Use `Alloy.Provider.OpenAICompat` for chat-completions compatible APIs and local runtimes.
`OpenAICompat` works with any API that implements the OpenAI chat completions format.
Just set `api_url`, `model`, and optionally `api_key` and `chat_path`.
## Built-in Tools
| Tool | Module | Description |
|------|--------|-------------|
| **read** | `Alloy.Tool.Core.Read` | Read files from disk |
| **write** | `Alloy.Tool.Core.Write` | Write files to disk |
| **edit** | `Alloy.Tool.Core.Edit` | Search-and-replace editing |
| **bash** | `Alloy.Tool.Core.Bash` | Execute shell commands (restricted shell by default) |
### Custom tools
```elixir
defmodule MyApp.Tools.WebSearch do
@behaviour Alloy.Tool
@impl true
def name, do: "web_search"
@impl true
def description, do: "Search the web for information"
@impl true
def input_schema do
%{
type: "object",
properties: %{query: %{type: "string", description: "Search query"}},
required: ["query"]
}
end
@impl true
def execute(%{"query" => query}, _context) do
# Your implementation here
{:ok, "Results for: #{query}"}
end
end
```
### Code execution (Anthropic)
Enable Anthropic's server-side code execution sandbox:
```elixir
{:ok, result} = Alloy.run("Calculate the first 20 Fibonacci numbers",
provider: {Alloy.Provider.Anthropic, api_key: "...", model: "claude-sonnet-4-6"},
code_execution: true
)
```
## Architecture
```
Alloy.run/2 One-shot agent loop (pure function)
Alloy.Agent.Server GenServer wrapper (stateful, supervisable)
Alloy.Agent.Turn Single turn: call provider → execute tools → return
Alloy.Provider Behaviour: translate wire format ↔ Alloy.Message
Alloy.Tool Behaviour: name, description, input_schema, execute
Alloy.Middleware Pipeline: custom hooks, tool blocking
Alloy.Context.Compactor Automatic conversation summarization
```
Sessions, persistence, multi-agent coordination, scheduling, skills, and UI
belong in your application layer.
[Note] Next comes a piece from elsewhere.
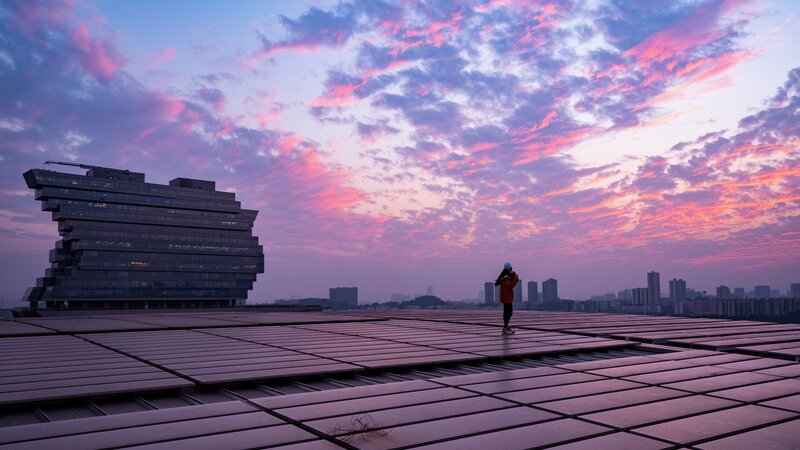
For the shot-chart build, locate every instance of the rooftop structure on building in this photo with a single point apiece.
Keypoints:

See [Anvil](https://github.com/alloy-ex/anvil)
for a reference Phoenix application built on Alloy.
## License
MIT — see [LICENSE](LICENSE).
## Releases
Hex.pm publishing is handled by GitHub Actions on `v*` tags.
Successful publishes also dispatch the landing-site version sync workflow.